Students are expected to obtain a developing level of mastery in computer science. Students will demonstrate an emerging level of knowledge of a broad range of fundamental computer science concepts and topics. Students should show potential to perform independently and should exhibit a high level of reasoning, critical thinking and problem solving skills. Course objectives are listed for each CS program outcome: At the end of the course the student should be able to:
  1. Understand the basic theoretical models of computability: deterministic and nondeterministic finite automata, pushdown automata, and variants of Turing machines
  2. Design finite automata corresponding to given regular sets, and describe the regular set associated to a given finite automaton. Do the same with pushdown automata and context-free languages, and with Turing machines and recursively enumerable sets
  3. Comprehend and apply a number of algorithms such as: the subset construction to transform a indeterministic finite automaton into a deterministic one; the DFA state minimization to minimize the number of states in a deterministic finite automaton; and the conversion algorithms from regular expressions to finite automata and vice versa
  4. Understand limitations of finite automata (respectively, pushdown automata) and prove that some sets are not regular (respectively, context-free) by using the pumping lemma for regular languages (respectively, context-free languages)
  5. Simulate CFGs by NPDAs and vice versa, that is, convert a given context-free grammar to an equivalent nondeterministic pushdown automaton, and convert a nondeterministic pushdown automaton to an equivalent context-free grammar
  6. Apply algorithms to transform context-free grammars into normal forms such as the Chomsky and Greibach normal forms
  7. Prove that some problems are decidable or undecidable using techniques such as diagonalization and reduction

Program Outcomes:

The CS curriculum is built on six core program outcomes. Successful completion of this course will contribute to the following subset of these outcomes. Graduates will demonstrate a Mastery Level for the following outcomes:
  1. An ability to apply mathematical foundations, algorithmic principles, and computer science theory in the modeling and design of computer-based systems in a way that demonstrates comprehension of the tradeoffs involved in design choices;.
  2. An ability to apply design and development principles in the construction of software systems of varying complexity.
  3. An ability to design, implement, and evaluate a computer-based system, process, component, or program to meet desired needs.
  4. An ability to analyze a problem, and identify and define the computing requirements appropriate to its solution.

Prerequisites

CSCI 2302: Data Structures

Meeting Times

Day of weekTimesCRNLocation
TR 9:50-11:05 AM 80398UC 420

Class Email:

CSCI4333-1Fall18@groups.clayton.edu (80397 TR morning class)

Textbook

Introduction to Languages and the Theory of Computation, 4/e (4th Edition) by Martin, McGraw Hill

Assessment

You will have numerous opportunities to practice and demonstrate mastery of the materials covered in this course.
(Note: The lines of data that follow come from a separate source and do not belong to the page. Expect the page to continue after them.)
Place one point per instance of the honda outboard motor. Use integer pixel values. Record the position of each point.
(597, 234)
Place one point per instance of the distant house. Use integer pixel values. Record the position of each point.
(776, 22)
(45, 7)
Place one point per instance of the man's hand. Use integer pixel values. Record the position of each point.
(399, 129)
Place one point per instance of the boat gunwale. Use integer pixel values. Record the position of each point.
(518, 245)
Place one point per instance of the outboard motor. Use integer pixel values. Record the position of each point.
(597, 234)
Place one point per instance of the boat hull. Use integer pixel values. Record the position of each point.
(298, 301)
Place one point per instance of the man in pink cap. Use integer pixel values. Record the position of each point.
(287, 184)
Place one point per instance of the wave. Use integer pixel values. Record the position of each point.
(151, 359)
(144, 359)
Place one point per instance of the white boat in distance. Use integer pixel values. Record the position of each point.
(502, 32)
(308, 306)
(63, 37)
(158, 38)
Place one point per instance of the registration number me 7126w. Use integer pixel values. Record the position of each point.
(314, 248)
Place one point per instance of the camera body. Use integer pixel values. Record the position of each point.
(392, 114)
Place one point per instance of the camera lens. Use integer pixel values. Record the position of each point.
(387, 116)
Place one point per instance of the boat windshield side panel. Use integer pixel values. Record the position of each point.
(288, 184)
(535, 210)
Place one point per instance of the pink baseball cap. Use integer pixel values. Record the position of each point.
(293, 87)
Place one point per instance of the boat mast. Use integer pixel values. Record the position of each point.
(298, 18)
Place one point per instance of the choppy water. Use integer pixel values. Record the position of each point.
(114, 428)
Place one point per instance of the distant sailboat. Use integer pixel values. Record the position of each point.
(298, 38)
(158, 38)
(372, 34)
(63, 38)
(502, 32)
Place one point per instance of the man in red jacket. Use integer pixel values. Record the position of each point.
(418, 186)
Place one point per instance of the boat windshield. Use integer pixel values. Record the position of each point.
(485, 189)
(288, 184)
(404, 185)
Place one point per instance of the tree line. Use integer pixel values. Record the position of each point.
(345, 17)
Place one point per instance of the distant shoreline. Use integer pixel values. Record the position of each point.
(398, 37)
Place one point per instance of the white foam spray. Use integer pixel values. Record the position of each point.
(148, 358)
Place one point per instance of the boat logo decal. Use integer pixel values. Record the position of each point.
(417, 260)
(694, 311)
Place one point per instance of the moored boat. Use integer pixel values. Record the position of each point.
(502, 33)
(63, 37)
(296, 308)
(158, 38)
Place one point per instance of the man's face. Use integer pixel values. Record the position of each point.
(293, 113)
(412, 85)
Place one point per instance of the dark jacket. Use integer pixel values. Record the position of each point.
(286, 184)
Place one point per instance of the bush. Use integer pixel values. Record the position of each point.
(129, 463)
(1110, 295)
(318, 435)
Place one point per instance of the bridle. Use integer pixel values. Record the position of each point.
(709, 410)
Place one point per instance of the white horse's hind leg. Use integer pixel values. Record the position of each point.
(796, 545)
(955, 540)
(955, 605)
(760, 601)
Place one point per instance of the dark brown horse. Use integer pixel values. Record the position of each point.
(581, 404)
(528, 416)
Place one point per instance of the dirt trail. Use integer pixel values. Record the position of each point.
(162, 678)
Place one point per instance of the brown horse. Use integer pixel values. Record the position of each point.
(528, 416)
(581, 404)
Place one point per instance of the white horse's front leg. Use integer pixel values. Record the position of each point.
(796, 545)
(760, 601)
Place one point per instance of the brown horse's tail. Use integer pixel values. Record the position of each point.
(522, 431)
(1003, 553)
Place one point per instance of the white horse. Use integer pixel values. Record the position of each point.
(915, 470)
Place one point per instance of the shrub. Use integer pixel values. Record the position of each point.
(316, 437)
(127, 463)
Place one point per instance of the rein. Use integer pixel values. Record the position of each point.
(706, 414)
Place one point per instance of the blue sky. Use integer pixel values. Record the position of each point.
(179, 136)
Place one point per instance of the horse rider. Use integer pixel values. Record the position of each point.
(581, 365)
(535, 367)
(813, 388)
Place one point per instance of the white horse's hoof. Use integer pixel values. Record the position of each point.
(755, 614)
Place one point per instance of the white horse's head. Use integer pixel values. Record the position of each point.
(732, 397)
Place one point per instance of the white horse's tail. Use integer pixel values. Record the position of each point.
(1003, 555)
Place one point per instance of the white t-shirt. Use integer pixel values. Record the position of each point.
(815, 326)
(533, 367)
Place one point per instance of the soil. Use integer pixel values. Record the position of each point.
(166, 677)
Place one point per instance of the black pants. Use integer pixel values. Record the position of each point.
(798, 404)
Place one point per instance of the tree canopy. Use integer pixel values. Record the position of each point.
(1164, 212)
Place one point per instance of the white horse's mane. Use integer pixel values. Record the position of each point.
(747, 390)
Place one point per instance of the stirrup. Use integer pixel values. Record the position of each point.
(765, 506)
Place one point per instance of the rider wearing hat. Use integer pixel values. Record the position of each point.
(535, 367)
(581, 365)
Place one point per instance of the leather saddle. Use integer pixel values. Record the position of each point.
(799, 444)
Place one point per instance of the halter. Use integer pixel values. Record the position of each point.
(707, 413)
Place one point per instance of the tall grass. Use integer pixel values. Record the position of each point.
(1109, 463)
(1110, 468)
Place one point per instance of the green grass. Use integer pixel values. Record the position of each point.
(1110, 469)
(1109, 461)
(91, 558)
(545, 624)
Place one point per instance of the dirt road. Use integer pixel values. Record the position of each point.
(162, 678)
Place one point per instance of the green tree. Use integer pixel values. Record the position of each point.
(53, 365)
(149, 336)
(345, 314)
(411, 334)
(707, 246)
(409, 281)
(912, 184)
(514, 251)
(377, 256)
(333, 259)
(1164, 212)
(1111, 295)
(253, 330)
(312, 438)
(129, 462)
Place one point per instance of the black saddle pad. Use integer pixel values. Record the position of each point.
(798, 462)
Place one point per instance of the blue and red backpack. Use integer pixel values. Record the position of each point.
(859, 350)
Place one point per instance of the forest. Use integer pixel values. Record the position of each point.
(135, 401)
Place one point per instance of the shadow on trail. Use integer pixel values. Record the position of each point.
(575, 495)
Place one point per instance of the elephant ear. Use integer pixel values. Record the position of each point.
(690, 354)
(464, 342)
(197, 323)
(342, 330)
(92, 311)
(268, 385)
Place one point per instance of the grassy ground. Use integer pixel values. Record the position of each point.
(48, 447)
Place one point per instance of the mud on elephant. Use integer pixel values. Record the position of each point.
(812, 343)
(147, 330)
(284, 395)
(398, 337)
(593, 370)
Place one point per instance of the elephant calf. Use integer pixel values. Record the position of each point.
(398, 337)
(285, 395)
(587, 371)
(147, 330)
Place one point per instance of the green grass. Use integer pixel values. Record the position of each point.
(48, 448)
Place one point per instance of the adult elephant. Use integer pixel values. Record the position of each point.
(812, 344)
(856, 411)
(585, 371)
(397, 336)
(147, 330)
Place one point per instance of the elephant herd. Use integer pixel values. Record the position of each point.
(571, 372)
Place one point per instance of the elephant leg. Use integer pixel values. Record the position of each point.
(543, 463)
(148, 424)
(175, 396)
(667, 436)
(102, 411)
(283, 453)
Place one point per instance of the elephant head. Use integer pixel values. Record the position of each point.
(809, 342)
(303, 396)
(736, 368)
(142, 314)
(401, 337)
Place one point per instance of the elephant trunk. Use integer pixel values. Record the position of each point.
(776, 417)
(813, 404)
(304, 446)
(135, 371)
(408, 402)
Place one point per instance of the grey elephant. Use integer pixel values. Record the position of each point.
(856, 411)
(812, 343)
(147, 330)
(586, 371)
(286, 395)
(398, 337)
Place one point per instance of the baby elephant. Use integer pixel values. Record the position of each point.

It is up to you to keep current on all readings and assignments (including in-class announcements). *If you fall behind, you will most assuredly fail this course!*

Grading will be based upon the following scale:

GradeRange
A >= 90%
B 80% - 89%
C 70% - 79%
D 60% - 69%
F < 60%

Assignment weights are as follows:

AssignmentPortion of Grade
Final 30%
Three Monthly Tests 39% (13% for each of 3 tests given approximately once a month)
Review Quizzes16%
Project Portfolio (see details below) 15%

The final for this class is comprehensive. In addition the grade on the final can be used to redeem one *(and only one)* monthly test grade. So if your grade on the final is higher than your lowest monthly test grade, then that monthly test grade will be replaced with the grade from the final. This policy is designed to give a student the chance to improve one poor monthly test showing.

Partial credit may be given.

Project Portfolio

Please read carefully!

A comprehensive student generated project portfolio must be submitted by each student on the specified date near the end of the semester. The portfolio consists of a number of required project elements coupled with additional project elements selected by the student. The portfolio will serve as the single grading instrument for the project portion of the course. The portfolio will be graded on the following elements:

Each element of the project portfolio will have a milestone/feedback deadline during the semester. Project elements that are substantively complete and correct (i.e. not perfect but mostly done) and turned in by the milestone/feedback deadline will receive feedback that the student may use to improve their project for the portfolio. However, any project element that is not submitted for feedback by the given deadline, or is not substantively complete/correct at that deadline will not receive credit for meeting the milestone/feedback deadline nor feedback incorporation element for that project element.

Active Feedback System

Soliciting and incorporating feedback is an essential element for success in the learning and development of technological systems. In order to encourage active student participation in the feedback process, this course implements an active feedback points system. The system is governed by the following rules:

Attendance Policy

Your active participation in class is expected. Class attendance is expected because it's much easier to learn if you're coming to class and asking questions in lecture about things that confuse you.

Late Work Policy

Late work delays both the learning process and the feedback process. Project elements needs to be turned in a timely fashion. D2L assignment submissions for project elements will be closed 24 hours after the feedback deadline.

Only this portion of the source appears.